Modern companies often strive to be more customer-centric. The more aware you are of customer needs and the more empathy you have toward their motivations, the easier it is to build a great product.

In the past, members of the product department would do the work of understanding customers. They’d write specs and hand them off to the engineering department for implementation. Department boundaries are starting to break down. Small product teams are being assembled and responsible for the end-to-end delivery of a feature or app.

It is now necessary for everyone on the team to understand customers. Here are a few ideas to help your engineers become more customer-centric:

1. Create A Customer Insights Stream

Teams should be encouraged to share the wealth. Insights discovered by one member are critical mental building blocks for the rest of the team.

Unfortunately, insights are usually scattered. They might live in an email, the dark recesses of a CRM, or the mind of your lead designer. This doesn’t work well. You really should figure out a way to get your collective intelligence organized.

If you’re a Slack team, you could create a #insights channel with a few simple rules:

Whenever anyone discovers an interesting tidbit about a customer, they take a minute to add it to #insights.

Each insight should be distilled down to one to two sentences max.

Context will often be necessary. Don’t copy and paste an email into the stream. The noise makes the stream hard to scan. Instead, just link to the source.

If you see an insight that you agree with, add an emoji to show support.

2. Establish A Customer Advisory Board

Traditional advisory boards are great for networking, fundraising and calibrating the strategic compass. Once a course has been set, you’ve got to rely on your team and customers to figure things out. Starting a CAB is a great way to invite your most valued customers to be active collaborators.

Your product teams, including engineers, should be adequately represented at the customer advisory board. It’s a great way to get everyone in a room together. Eventually, things will progress and you’ll likely want more customer face time. Try inviting CAB members to take a more active role in your product teams. Even if it’s only an hour of their time per week. They’ll get more value from your product, and your team will have a real-life persona for which to build.

3. Cultivate Better Analytics

KPIs are often used to distill the success or failure of your product down to a single number reported monthly. The result is a number that is easy to measure but hard to understand.

Your team deserves the backstory. Get creative and try graphing your KPI with overlaying relevant events. You should be able to point to a product launch two months ago and show your team the impact. The richer the story, the greater the boost in understanding and empathy.

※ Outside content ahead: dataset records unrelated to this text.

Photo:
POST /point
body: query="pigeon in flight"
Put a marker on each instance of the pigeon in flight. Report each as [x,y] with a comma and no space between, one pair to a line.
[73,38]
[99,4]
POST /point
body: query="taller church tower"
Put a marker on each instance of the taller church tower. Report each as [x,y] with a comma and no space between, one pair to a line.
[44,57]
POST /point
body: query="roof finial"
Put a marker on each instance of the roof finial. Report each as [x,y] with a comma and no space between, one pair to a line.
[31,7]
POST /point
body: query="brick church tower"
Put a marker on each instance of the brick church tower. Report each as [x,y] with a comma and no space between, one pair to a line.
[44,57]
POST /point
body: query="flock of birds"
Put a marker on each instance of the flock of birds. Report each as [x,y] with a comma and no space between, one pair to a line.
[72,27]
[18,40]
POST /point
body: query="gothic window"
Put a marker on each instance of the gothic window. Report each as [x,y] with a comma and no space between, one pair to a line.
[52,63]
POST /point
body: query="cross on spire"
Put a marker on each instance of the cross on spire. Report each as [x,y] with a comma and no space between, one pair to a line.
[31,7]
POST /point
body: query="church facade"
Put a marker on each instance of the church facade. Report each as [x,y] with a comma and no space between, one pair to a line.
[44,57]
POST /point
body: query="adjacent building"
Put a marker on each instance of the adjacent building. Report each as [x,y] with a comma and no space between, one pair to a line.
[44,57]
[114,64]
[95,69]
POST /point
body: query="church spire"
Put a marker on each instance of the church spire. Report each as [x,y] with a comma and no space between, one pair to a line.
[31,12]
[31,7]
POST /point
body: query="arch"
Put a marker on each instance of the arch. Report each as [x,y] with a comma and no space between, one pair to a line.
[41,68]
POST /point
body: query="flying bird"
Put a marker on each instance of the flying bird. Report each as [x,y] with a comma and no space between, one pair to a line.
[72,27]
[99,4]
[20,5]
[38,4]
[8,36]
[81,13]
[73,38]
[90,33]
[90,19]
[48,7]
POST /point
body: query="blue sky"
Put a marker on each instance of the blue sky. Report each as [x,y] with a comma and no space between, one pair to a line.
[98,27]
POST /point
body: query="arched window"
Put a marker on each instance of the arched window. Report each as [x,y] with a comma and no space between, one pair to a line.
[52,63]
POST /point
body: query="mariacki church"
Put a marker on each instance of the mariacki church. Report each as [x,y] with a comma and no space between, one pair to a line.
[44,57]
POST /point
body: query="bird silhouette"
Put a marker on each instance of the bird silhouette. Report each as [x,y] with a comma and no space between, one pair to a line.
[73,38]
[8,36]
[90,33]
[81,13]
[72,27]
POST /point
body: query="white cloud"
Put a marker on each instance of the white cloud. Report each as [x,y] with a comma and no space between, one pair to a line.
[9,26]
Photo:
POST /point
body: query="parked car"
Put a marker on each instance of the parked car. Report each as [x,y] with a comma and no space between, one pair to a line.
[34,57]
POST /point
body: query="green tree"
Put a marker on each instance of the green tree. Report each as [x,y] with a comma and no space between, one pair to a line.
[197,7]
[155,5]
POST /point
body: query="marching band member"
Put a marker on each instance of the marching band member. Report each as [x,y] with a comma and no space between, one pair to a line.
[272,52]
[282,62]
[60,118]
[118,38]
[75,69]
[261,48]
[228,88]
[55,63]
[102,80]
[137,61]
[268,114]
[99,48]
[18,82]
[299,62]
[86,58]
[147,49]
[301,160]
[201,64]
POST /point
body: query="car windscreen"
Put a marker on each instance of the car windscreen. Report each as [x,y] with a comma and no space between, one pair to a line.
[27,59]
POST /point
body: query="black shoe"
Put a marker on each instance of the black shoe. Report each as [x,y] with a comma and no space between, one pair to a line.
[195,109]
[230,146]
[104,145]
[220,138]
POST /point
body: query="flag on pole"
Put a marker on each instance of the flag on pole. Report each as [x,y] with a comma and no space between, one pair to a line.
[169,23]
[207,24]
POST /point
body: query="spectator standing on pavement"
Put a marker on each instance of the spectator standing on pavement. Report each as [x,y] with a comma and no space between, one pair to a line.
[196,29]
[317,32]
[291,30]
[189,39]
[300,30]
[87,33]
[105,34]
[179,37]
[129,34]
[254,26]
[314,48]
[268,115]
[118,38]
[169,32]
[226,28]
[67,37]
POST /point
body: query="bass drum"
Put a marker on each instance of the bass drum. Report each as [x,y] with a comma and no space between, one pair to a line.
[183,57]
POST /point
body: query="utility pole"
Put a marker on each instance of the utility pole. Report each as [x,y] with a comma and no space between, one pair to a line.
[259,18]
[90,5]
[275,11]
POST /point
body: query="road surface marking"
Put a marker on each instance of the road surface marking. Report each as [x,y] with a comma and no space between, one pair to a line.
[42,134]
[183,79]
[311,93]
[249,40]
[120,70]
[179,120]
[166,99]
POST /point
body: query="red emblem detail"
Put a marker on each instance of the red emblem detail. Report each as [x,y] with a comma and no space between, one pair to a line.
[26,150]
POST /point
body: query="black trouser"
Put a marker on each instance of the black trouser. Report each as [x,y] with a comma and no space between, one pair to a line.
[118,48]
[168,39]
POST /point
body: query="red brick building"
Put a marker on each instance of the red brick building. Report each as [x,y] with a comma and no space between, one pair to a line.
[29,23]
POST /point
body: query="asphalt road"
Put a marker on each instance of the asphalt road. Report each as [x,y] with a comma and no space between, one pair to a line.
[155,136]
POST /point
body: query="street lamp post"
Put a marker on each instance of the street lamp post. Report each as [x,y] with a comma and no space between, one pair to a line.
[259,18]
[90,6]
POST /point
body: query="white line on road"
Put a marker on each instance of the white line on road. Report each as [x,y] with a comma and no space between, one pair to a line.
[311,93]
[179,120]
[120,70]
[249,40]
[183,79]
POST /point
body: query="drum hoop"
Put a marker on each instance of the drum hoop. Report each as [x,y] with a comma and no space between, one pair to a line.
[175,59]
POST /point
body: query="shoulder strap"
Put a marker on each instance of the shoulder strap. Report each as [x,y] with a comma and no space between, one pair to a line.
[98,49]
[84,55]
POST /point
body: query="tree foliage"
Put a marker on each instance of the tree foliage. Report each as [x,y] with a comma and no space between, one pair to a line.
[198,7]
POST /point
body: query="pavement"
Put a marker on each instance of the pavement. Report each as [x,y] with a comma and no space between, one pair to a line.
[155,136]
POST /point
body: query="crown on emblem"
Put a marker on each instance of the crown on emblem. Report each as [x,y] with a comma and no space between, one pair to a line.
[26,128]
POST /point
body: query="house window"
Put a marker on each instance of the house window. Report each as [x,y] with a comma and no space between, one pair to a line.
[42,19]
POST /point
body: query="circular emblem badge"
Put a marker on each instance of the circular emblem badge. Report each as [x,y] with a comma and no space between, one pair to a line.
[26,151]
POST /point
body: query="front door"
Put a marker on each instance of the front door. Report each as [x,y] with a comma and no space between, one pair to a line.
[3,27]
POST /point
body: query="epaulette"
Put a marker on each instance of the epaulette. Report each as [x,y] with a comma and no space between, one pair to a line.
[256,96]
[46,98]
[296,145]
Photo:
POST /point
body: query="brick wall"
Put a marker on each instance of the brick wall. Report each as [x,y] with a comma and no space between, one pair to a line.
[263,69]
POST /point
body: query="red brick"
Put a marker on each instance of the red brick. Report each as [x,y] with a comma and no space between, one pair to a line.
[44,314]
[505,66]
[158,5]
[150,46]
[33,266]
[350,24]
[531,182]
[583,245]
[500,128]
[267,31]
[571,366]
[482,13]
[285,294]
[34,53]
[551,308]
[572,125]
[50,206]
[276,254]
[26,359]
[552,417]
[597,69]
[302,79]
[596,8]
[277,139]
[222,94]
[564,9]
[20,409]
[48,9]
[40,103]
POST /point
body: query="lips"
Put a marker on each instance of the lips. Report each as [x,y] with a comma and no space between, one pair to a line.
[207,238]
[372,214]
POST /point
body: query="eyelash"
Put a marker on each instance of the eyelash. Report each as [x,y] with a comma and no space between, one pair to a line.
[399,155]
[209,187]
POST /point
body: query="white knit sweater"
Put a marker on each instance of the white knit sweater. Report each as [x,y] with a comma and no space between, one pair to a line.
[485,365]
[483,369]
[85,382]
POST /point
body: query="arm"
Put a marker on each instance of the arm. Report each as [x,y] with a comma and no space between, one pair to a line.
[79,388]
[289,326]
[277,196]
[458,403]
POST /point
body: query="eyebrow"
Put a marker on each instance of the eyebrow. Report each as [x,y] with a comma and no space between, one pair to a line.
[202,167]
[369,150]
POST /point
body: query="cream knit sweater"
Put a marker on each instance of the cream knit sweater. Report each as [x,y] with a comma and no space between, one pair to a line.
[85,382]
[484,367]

If possible, try opening up your data internally to encourage your team to discover and share their own stories. This might require filtering or anonymizing sensitive data. Work with your data protection officer to ensure General Data Protection Regulation compliance.

Being customer-centric doesn’t mean that customers are always right. Sometimes they don’t know what they want. Other times, they’ll ask for things that don’t fit into the product. That’s all part of the fun. Give engineers a seat at the table next to the planners, builders and supporters. Then work together to figure things out.